Governance¶
vLLM-Omni's governance is inspired by the vLLM governance process. We share the same commitment to open source community and meritocratic norms.
Values¶
vLLM-Omni aims to be the fastest and easiest-to-use omni-modality inference and serving engine. Our values are aligned with vLLM's values:
Design Values¶
- Top performance: System performance is our top priority. We monitor overheads, optimize kernels, and publish benchmarks. We never leave performance on the table.
- Ease of use: vLLM-Omni must be simple to install, configure, and operate. We provide clear documentation, fast startup, clean logs, helpful error messages, and monitoring guides. Many users fork our code or study it deeply, so we keep it readable and modular.

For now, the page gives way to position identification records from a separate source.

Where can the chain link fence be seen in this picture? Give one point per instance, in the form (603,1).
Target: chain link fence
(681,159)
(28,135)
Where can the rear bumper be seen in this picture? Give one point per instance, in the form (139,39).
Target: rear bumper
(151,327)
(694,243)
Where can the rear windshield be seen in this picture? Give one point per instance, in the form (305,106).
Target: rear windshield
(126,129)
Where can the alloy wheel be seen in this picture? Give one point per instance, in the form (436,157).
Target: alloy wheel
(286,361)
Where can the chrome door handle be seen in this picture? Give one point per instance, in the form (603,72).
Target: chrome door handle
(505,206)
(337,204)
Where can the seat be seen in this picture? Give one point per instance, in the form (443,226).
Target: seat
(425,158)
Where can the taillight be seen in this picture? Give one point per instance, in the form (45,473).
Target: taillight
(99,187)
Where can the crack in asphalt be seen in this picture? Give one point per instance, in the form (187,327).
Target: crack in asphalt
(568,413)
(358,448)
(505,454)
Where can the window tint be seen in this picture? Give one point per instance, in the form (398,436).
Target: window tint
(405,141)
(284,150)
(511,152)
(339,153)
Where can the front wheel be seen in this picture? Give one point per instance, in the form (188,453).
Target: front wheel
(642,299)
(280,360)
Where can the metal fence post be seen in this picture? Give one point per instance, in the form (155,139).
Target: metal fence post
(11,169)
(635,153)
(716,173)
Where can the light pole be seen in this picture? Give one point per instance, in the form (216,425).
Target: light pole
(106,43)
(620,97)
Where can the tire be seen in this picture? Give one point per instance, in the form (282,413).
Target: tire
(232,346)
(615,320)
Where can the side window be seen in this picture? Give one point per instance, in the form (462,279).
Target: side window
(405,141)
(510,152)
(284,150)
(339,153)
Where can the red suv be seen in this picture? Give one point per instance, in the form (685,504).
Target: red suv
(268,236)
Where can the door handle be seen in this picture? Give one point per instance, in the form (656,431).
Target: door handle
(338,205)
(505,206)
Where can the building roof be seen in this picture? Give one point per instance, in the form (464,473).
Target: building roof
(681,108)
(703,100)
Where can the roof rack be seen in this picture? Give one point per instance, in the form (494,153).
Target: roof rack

- Wide coverage: vLLM-Omni supports frontier models and high-performance accelerators. We make it easy to add new models and hardware. vLLM-Omni + PyTorch form a simple interface that avoids complexity.
- Production ready: vLLM-Omni runs 24/7 in production. It must be easy to operate and monitor for health issues.
- Extensibility: vLLM-Omni serves as fundamental omni-modality infrastructure. Our codebase cannot cover every use case, so we design for easy forking and customization.
Collaboration Values¶
- Tightly Knit and Fast-Moving: Our maintainer team is aligned on vision, philosophy, and roadmap. We work closely to unblock each other and move quickly.
- Individual Merit: No one buys their way into governance. Committer status belongs to individuals, not companies. We reward contribution, maintenance, and project stewardship.
Project Maintainers¶
Lead Maintainers¶
Lead maintainers are responsible for the overall direction and strategy of the project:
Active Committers¶
Committers have write access and merge rights. They typically have deep expertise in specific areas of this project and shepherd the community contributions:
- @david6666666: Quantization and Community Relationship
- @gcanlin: Hardware plugin and NPU integration
- @Isotr0py: Diffusion and Quantization
- @linyueqian: TTS and Omni Support
- @lishunyang12: Quantization and Configuration
- @princepride: Diffusion and Omni Support
- @RuixiangMa: Diffusion models, parallel, cache, and docs
- @SamitHuang: RL, Diffusion, and cache
- @tzhouam: Engine and New Model Support
- @wtomin: Diffusion models, parallel, and docs
- @ZeldaHuang: Omni Support
- @ZJY0516: Diffusion attention backend, kernel fusion, and CustomOp
- @yuanheng-zhao: Diffusion cache, offload, and Omni Support
Diffusion Workload Division¶
This section breaks down diffusion-related responsibilities. If you have PRs touching these areas, please ping the listed owners for review.
Runtime-related¶
- Diffusion models: @RuixiangMa, @wtomin
Optimization¶
- Parallel: @RuixiangMa, @wtomin
- Attention backend: @ZJY0516
- Cache: @yuanheng-zhao, @RuixiangMa, @SamitHuang
- Offload: @yuanheng-zhao
- Quantization: @lishunyang12, @david6666666
- Kernel fusion / communication-computation: @ZJY0516
Docs & Test¶
- Diffusion docs: @RuixiangMa, @wtomin
Meetings¶
Committers hold bi-weekly meetings to discuss future directions and collaborations of the project.
Committer Nomination Process¶
Every month, any active committer can nominate new committer(s) to the project. Up to two new committers will be admitted per month based on the quality and impact of their contributions.